By the law of averages, in any representative democracy a few narcissists will be elected.
In the parliamentary world, the laziest ignoramus can get paid three times the average wage - and be fawned over - for no other reason than a few party faithful, whether on a list selection committee or a safe party electorate committee, make a silly call.
Even in our cesspool of mediocrity and vanity, Aaron Gilmore's arrogance is pathetic on so many levels.
"Do you know who I am?" - if he said it at Hanmer Springs as claimed - must be the most revealing exposure of a wannabe. What sort of loser clicks their fingers and whistles at a waiter?
Then there's this paper's report of his tactics against his renters, threatening that unless they vacated he'd tell other property owners they were bad tenants. So ugly.
When I worked around Parliament, MPs came in two broad categories. There were those who were self-deluded with a high sense of entitlement, believing the people were so lucky to have them. Then there were those who knew it was a privilege to be an MP and to serve their fellow citizens.
Every party had its mix of both. Fortunately, most of the first group were sussed by their colleagues early on and never made it to the Cabinet where they could do any lasting damage.
But as we have seen this week, even the lowest-ranked MP can derail a government. When John Key wanted the attention to be on the power shares and the good news that unemployment had dropped, this doofus was taking up all his government's media air space.
This is supposed to be the week that Cabinet ministers get to hold their pre-Budget press conferences to announce, or at least hint, at the successes they will be getting in the financial handout stakes. Fat chance now.
Why is Key so inept in managing crises?
The Prime Minister's own experience, in which his story over the appointment of his mate to head the GCSB spy agency changed several times, kept an embarrassing story alive longer than it should have survived.

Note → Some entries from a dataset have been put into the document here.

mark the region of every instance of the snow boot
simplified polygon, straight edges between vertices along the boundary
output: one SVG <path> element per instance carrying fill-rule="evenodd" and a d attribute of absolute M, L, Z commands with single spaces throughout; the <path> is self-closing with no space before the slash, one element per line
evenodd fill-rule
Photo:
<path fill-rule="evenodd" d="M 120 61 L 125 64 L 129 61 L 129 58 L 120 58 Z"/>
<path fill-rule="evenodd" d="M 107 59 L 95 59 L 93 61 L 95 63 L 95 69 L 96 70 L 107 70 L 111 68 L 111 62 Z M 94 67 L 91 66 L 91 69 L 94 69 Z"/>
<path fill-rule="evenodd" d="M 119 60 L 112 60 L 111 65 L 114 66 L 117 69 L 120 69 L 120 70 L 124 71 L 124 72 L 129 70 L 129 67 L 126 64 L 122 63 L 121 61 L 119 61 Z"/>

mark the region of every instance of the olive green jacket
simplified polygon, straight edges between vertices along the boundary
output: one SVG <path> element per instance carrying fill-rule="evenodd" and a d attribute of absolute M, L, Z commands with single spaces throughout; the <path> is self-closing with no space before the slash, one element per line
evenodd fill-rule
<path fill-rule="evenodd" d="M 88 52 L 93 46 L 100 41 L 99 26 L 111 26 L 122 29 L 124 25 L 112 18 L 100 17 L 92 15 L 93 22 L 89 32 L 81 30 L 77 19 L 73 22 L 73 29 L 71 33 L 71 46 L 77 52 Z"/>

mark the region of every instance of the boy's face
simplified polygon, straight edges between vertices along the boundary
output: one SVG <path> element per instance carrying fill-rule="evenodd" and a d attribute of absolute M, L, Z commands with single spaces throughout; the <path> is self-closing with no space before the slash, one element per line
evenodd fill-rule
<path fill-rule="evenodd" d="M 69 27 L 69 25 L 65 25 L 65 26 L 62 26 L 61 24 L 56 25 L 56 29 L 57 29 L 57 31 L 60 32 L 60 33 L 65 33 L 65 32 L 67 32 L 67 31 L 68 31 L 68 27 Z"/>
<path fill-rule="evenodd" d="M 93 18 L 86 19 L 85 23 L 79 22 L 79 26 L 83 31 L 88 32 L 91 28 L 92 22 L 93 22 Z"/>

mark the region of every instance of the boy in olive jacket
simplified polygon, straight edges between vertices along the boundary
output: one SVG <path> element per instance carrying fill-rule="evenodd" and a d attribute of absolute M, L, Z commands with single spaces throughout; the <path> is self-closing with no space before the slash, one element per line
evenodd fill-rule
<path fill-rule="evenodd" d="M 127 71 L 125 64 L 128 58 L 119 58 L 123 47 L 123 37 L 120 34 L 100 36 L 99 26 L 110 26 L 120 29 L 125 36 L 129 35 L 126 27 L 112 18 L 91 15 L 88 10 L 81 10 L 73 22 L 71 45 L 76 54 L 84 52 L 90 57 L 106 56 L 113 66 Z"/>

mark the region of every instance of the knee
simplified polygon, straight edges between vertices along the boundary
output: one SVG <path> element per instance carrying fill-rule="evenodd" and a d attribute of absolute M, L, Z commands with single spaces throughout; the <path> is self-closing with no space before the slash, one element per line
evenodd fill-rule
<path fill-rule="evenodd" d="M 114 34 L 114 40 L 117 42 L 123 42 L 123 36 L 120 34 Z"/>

Surely he should have had a management strategy to deal with a mess-up like Gilmore's in his top drawer under the "lessons learned" file.
You'd think that with having John Banks in the dock this week, Key would be particularly sensitive about another scandal.
What's so difficult in getting a media statement from Gilmore saying, "I got trolleyed and was a prat. I'm sorry for embarrassing the hotel staff, other restaurant customers and my table guests, my family and my fellow MPs. I can't remember the details as I was intoxicated. I have asked the Prime Minister for a fortnight's leave when I will return to Parliament. I have no further comment"?
Story over. Instead we get reminded again that another Government MP appears to have fudged the truth when in a corner.